Dan made no answer. He did not like to lose all these nice things on which he had set his heart, but there was old Jordan’s “haunt” (that is a term which some people in the South apply to what we call a ghost), of which he stood in great fear. He could not then make up his mind just what he would do in the future, so he said nothing more, and neither did his father. They finished their walk in silence, and reaching the cabin, went to bed and tried to go to sleep. But that was for a long time quite impossible. The remembrance of their evening’s experience kept them awake, and it was not until the gray streaks of dawn began to stream in through the cracks in the cabin walls, that they fell into an uneasy slumber. They arose at the usual hour, however, and David chopped wood while his mother cooked breakfast, and Dan loafed and Godfrey sat on the bench and smoked and meditated.

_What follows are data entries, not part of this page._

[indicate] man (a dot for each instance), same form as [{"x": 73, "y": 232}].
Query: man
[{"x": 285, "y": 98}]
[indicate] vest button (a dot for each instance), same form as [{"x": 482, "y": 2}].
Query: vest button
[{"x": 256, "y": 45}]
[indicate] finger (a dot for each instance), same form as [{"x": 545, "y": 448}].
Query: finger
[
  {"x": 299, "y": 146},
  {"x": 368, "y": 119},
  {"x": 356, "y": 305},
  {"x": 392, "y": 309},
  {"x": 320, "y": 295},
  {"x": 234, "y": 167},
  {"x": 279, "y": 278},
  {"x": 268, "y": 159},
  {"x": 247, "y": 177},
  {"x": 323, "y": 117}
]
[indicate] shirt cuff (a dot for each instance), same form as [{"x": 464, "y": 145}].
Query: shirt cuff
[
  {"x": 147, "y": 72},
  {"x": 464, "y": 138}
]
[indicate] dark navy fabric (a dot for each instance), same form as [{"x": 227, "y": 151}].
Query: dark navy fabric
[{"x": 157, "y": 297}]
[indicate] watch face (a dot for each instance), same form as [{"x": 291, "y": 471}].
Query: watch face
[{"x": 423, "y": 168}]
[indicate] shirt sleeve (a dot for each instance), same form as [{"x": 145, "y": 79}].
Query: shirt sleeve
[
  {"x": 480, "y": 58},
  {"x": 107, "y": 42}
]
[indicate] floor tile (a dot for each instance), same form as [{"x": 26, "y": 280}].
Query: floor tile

The meal over, Dan shouldered his rifle and disappeared, and Godfrey, because he could not make up his mind to do anything else, resumed his pipe and his meditations, from which he was aroused by the sight of a stranger coming along the road from the direction of General Gordon’s. Godfrey looked closely at him, and saw that he was one of the two young men whom he had seen land from the steamer Emma Deane on the previous day. He carried a gun of some description in his hands, a game-bag hung over his shoulder, and he was dressed in a hunting suit of the latest and most fashionable cut. He walked leisurely along, stopping now and then and looking about as if he were searching for some object to try his skill upon.
“Humph!” sneered Godfrey, who at once took a dislike to the hunter on account of his good clothes. “Yer a nice lookin’ chap to be loafin’ about with a gun in yer hands. I’ll take my ole Betsey Jane an’ beat the hind sights off’n a hul army of yer. That’s jest what makes me so savage agin everybody. What this feller’s clothes cost would keep me an’ my family in grub all the winter!”
While Godfrey was talking thus to himself, the stranger stopped again, raised his gun quickly to his shoulder and fired, the weapon making a report scarcely louder than that of an ordinary gun cap. Godfrey sneered again, and was about to give it as his private opinion that such a load as that would not kill anything, when he was surprised to see a squirrel leave the very topmost branch of a tall hickory that stood by the roadside, and come to the ground dead. The hunter loaded his weapon before he went to pick up his game, and Godfrey saw that he carried a breech-loader. He became interested at once, and began to have some respect for the stranger who had shown himself to be no mean marksman. He arose and took his pipe out of his mouth.
“How do?” said he, as he went to meet the hunter. “I ’lowed that ye wouldn’t get nothing that shot, no how. Ye wouldn’t take no offence if I should ax ye to let me see that we’pon o’ your’n?”
“Certainly not,” said the stranger politely, removing the cartridge and handing the rifle to Godfrey. “You do not often see guns of this description down here, I suppose?”